Große, epische Alben sind selten in den letzten Jahren. Vielleicht zu zeit- und aufmerksamkeitsfordernd für Mp3-Zeiten. Motorpsycho zeigen hiermit, dass Daseinsberechtigung in diesem Fall ein zu schwaches Wort ist. Das dem Tode trotzende Einhorn fängt einen mit den ersten verqueren Bläsertönen ein und zerrt einen dann erstmal rüber ins Albtraumzauberland. Der große Auftakt im Freejazz-Gewand mündet im hymnischen, von Streichern und Flöten umhergetriebene „The hollow lands“, welches mit seinen zig Wendungen und Stimmungen gleich klar macht, dass einen hier nix Gewöhnliches und leicht Verdauliches erwartet.
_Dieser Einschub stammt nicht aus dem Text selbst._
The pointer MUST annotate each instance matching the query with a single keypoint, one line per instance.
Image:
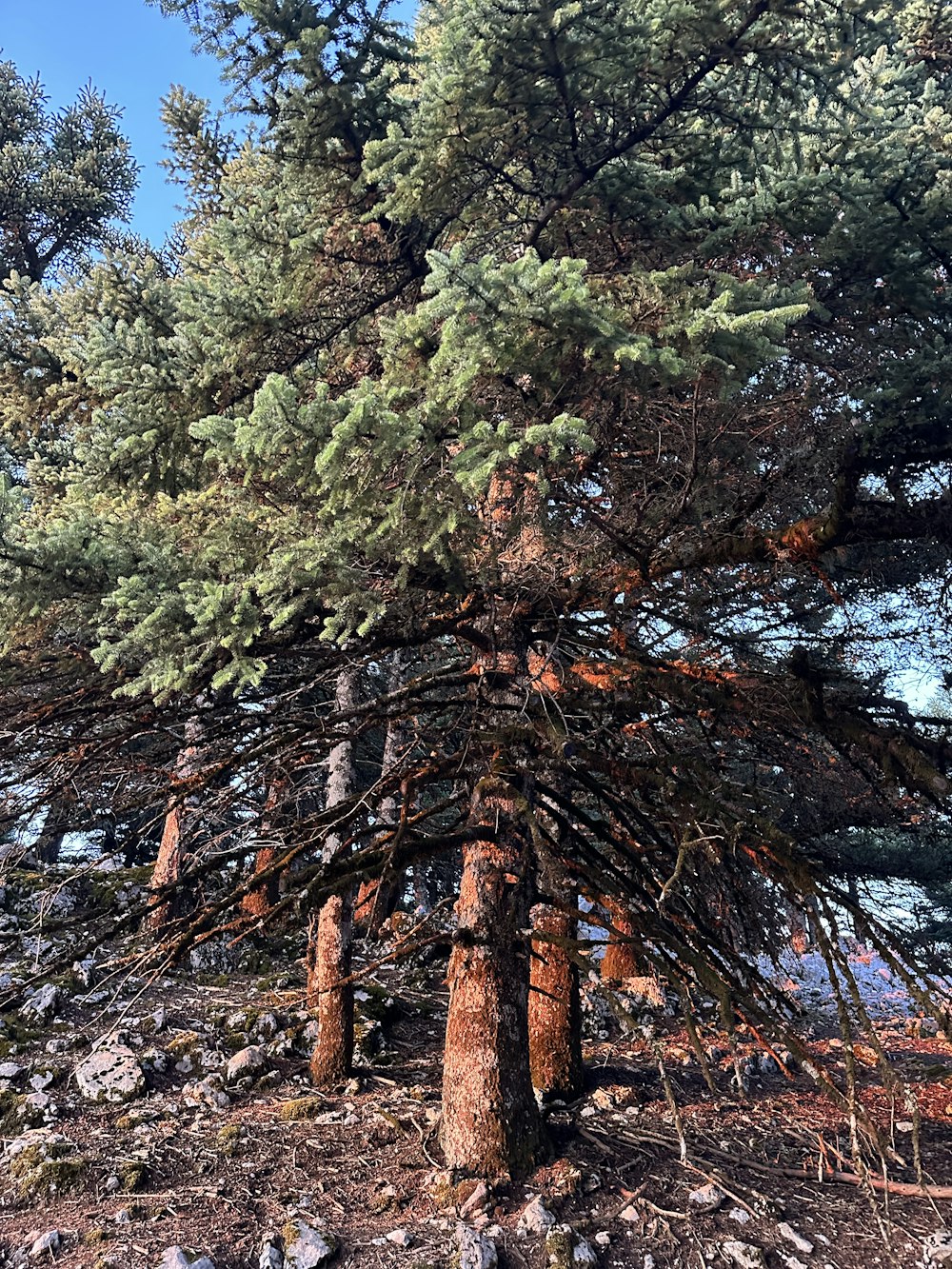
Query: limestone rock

Das anschließende, 16-minütige „Through the veil“ wird irgendwann von einem heftigen Bass-Bläser-Battle überrollt, von dessen Stakkato-Wucht es sich bis zum Ende nicht erholt. Und so ist das ganze Album endlich mal wieder ein Grund, hochtrabende wie sinnfreie Phrasen in solche Texte wie diesen hier zu packen. Denn selten war die berühmte „Achterbahn der Gefühle“ treffender als in einer Beschreibung dieses Machwerks aufgehoben.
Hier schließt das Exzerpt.